Однако, пока девушка не могла верить магу, которая так коварно её обманула. Катя отплатила ей тем же, но сама от этого пока не очень выиграла.

Ничего, пусть черный историк посидит пока на жердочке, подумает. Ведет себя так, как она сама недавно советовала Кате.

А у девушки тоже были здесь незавершенные дела. прежде всего, опять запропал куда-то Антип. Катя вышла, не обращая внимания на склонившихся перед нею тургаудов, и посмотрела на маковку - никакого воробья на ней не было.

Слуги поначалу отправились следом за великой ханшей, но она отогнала их коротким:

– Прочь!

Антипа искать почти не пришлось. Катя все время смотрела под ноги и потому увидела его - распростертое маленькое тельце с перышками, отливающими хной. "Умер!" - подумала она. Испугалась и заплакала.

– Антипушка!

И увидела, как приподнялось маленькое веко птички.
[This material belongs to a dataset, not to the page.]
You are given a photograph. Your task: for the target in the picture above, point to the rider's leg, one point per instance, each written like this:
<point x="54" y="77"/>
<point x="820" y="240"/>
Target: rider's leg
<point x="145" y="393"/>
– Другие не добили, так ты решила меня утопить... в слезах! - по привычке ворчливо сказал он.

– Жив!

– Лучше б я умер! - мрачно отозвался домовой. - Но в своем обычном виде, а не в этом жалком тельце... Хорошо, что от высоты у меня кружится голова. На лету качнуло, и потому дурак-стрелок лишь слегка задел меня камнем...

Она взяла воробья в руку и произнесла заклинание, восстанавливающее силы.

– Вот это другое дело, - сказал он, не открывая глаз. - Значит, тебе все же удалось обмануть ее?

– Не совсем. Свой облик без неё мне не вернуть.

– А она сама-то где?

– Как где? В клетке. Попугайствует.

– Венуста и Вяземский могут тобой гордиться... Еще немного подержи меня в своей руке и немедленно отправляйся искать мой кузовок!

– Как ты со мной разговариваешь? - возмутилась девушка. - Гляди, превращу тебя...

– Ищи кузовок! - повторил воробей и даже клюнул её в ладонь. - Разве ты забыла, что в кузовке мой дом?

Действительно, про дом она совсем забыла.

– Знамо дело, не свое! - чирикнул воробей.

Когда в юрте врача появилась сама великая ханша, Тахаветдин пал перед нею ниц.

– Что это? - ханша показала на стоящий у стены плетеный кузовок.

– Не знаю, - растерянно проговорил тот. Кате даже стало его жалко. Полактия Фортунатовна одним движением руки лишила его не только воспоминаний, но и чувств, так возвышавших его в собственных глазах и наполнявших жизнь молодого врача особым смыслом.